Don't let the school get away with the 'we are the teachers, you are kids and this is the way it is'...

Many times a school network admin, often a teacher who basically steps into the role by default of their having the 'most' knowledge... falls into what is known ad Admin God Syndrome. When it comes to things like the school's computers and network they have a mentality of ownership, and ownership of everything that goes on within it, including your private work.

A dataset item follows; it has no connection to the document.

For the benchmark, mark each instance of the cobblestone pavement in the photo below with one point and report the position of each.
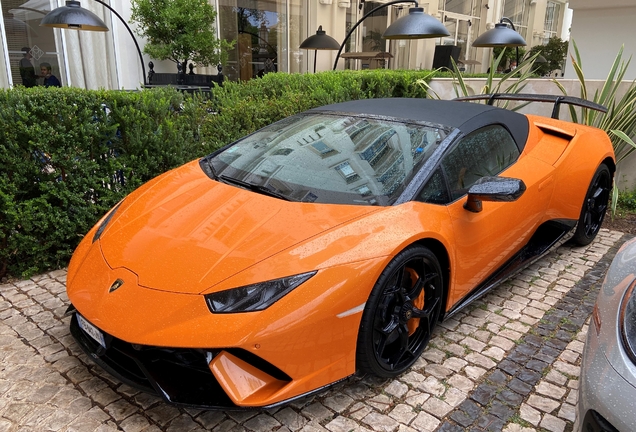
(510, 362)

Let it be known however that this continues to be a major debate in schools and workplaces all over the world right now... the line between free speech and privacy, and limits, regulations and policies put in place by network owners/admins. In many cases an employer or school will argue that since the computer and the network are their property, they have the right to enforce whatever policy they choose....

I find it interesting that these situations occur in a microcosmic environment likes schools and workplaces, because it is a mirror of the larger scope of all the internet with Net Neutrality and Information Privacy Act and a gamut of other, really important national debates involving technology.

Re: ISA Server

PostPosted: Wed Nov 03, 2010 2:48 am
by iistapp
Cheers mate, thanks for the help! :D

Re: ISA Server

PostPosted: Wed Nov 03, 2010 3:30 am
by IncandescentLight
Here's a resource on how hacking the ISA Server is actually done:
Seems like a pretty tough nut to crack.

Re: ISA Server

PostPosted: Wed Nov 03, 2010 5:18 am
by iistapp
IncandescentLight wrote:Here's a resource on how hacking the ISA Server is actually done:
Seems like a pretty tough nut to crack.

Think I'll skip that idea ^^ But thanks anyways :)

Re: ISA Server

PostPosted: Wed Nov 03, 2010 8:42 pm
by sanddbox
Did anyone else find Tremor's post inspiring and awesome?